Felixus tidak menjawab kata-kata sarkastiknya, dan mengulurkan tangan kanannya tanpa suara. Mata Auguste bergerak-gerak, lalu perlahan mengulurkan tangannya untuk menjabat tangan Felixus.
「... Saya tahu tidak masuk akal untuk meminta hal ini kepada Anda, tetapi Sir Felixus, saya harap Anda dapat membantu lebih banyak tentara untuk melarikan diri.」
Saat Auguste membungkuk rendah, para petugas menjadi gaduh. Theresa di belakang Felixus bergumam pelan 「itu benar-benar tidak masuk akal.」
Felixus dengan lembut meletakkan tangannya di bahu Auguste.
「Angkat kepalamu, Tuan Auguste. Aku tidak tahu seberapa banyak yang dapat aku lakukan, tapi izinkan aku untuk melakukan bagianku dan membantu.」
「Yang Mulia! Anda terlalu baik di sana ?!」
Theresa yang panik dengan paksa menyelip di antara mereka, dan Felixus menatapnya dengan wajah bingung.
「Karena Field Marshal Auguste meminta bantuanku, aku tidak bisa menolaknya.」
「Tapi...!」
「Letnan Theresa, jangan katakan lagi.」
Theresa menggerakkan sudut bibirnya, dan menyerah dengan ******* dalam.
Saat Auguste berterima kasih kepada Felixus, seorang petugas wanita menangis dengan panik.

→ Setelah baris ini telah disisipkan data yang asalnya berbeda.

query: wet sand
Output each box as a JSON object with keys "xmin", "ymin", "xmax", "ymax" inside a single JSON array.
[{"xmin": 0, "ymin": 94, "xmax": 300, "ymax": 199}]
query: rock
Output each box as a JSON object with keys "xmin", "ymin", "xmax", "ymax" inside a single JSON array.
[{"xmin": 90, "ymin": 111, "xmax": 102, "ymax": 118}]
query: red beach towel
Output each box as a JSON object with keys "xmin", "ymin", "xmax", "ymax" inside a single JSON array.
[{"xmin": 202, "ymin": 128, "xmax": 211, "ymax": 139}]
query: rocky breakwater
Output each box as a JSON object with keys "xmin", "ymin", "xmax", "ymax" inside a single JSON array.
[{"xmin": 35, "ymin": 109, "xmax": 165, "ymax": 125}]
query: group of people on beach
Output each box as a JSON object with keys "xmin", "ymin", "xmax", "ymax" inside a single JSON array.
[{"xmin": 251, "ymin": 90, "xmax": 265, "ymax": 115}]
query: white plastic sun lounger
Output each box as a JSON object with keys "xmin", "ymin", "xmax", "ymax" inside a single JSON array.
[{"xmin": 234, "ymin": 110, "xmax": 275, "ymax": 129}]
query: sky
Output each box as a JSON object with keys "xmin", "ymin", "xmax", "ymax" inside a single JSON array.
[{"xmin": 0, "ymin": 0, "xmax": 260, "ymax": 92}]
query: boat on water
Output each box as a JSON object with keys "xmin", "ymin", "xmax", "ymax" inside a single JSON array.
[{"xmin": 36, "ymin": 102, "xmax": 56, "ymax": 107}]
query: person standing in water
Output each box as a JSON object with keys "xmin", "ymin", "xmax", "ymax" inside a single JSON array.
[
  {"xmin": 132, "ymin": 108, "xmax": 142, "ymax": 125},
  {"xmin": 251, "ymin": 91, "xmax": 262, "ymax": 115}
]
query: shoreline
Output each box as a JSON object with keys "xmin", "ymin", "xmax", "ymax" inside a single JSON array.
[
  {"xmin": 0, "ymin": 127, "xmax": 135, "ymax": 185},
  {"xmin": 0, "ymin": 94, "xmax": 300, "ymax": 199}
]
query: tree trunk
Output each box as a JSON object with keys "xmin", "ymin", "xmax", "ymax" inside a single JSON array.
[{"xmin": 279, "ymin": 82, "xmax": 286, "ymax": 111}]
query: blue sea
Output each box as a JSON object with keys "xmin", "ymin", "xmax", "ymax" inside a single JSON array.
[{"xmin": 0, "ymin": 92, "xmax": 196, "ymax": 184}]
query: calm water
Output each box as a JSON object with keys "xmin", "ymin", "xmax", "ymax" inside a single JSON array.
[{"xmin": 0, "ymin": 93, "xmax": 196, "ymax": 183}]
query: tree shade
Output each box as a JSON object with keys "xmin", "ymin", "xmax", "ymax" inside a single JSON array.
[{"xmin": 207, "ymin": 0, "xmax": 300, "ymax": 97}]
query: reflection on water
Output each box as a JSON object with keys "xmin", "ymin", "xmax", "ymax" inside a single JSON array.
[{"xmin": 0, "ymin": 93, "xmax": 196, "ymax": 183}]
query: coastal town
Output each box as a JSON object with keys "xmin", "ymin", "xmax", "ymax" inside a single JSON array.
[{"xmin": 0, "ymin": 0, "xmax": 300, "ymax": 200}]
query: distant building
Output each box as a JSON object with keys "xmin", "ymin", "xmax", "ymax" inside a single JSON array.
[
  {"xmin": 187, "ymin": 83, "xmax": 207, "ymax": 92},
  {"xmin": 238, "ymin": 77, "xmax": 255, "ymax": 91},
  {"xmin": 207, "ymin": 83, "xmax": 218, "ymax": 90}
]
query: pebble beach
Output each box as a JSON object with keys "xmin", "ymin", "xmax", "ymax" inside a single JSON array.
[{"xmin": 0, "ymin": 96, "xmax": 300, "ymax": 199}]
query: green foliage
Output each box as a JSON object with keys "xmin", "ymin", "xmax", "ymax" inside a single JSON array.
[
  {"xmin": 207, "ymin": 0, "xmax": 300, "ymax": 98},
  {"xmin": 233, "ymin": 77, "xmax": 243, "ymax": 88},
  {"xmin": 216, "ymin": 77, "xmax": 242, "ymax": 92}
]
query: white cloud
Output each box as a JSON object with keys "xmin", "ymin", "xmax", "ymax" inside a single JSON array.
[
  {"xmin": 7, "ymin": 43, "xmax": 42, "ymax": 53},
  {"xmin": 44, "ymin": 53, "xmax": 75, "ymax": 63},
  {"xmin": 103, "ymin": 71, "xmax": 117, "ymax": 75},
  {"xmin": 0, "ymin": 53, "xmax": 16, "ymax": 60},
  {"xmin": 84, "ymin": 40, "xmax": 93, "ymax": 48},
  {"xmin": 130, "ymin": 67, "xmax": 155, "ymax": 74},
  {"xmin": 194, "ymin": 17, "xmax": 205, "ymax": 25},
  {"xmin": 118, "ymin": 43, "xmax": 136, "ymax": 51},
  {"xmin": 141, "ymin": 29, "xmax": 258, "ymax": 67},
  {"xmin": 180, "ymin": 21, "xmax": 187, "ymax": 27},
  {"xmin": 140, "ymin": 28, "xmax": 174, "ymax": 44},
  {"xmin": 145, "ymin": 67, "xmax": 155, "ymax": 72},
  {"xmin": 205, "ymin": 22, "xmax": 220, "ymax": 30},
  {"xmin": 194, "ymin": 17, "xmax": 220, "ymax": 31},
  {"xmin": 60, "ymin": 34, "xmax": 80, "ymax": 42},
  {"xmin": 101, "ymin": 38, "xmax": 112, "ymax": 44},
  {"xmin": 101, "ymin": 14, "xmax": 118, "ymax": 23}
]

「Lord Auguste, unit baru mendekati kita!」
Cecilia segera mengeluarkan teleskopnya. Sebuah unit dengan spanduk glamor muncul di bidang penglihatannya, dengan transportasi yang mengarahkan mereka menjadi hal yang paling menonjol tentang mereka.
Sekilas, itu tampak seperti gerbong besar dengan atap dilepas. Tapi, itu memiliki beberapa perisai yang tumpang tindih untuk berfungsi sebagai baju besi, dan sisi-sisinya memiliki menara panah besar yang ditempelkan padanya, menjadikannya pemandangan yang tidak biasa.
(Kelihatannya agak aneh, tapi cantik pada saat yang bersamaan. Itu pasti membawa komandan musuh, jadi unit utama mereka datang…)
Cecilia menggigit bibirnya dengan tenang.
「Tuanku, itu mungkin unit utama musuh, mereka ingin menyelesaikan pertempuran di sini.」
Auguste tersenyum dengan berani.
「Bagus, selamatkan aku dari kesulitan menemukan mereka. Ini adalah kesempatan bagus untuk mengalahkan komandan musuh.」
Auguste dengan cepat memberikan perintahnya dan sebuah unit yang dibangun di sekitar prajurit tua dengan cepat dibentuk. Beberapa saat kemudian, 5.000 tentara menyerang unit utama musuh dengan raungan.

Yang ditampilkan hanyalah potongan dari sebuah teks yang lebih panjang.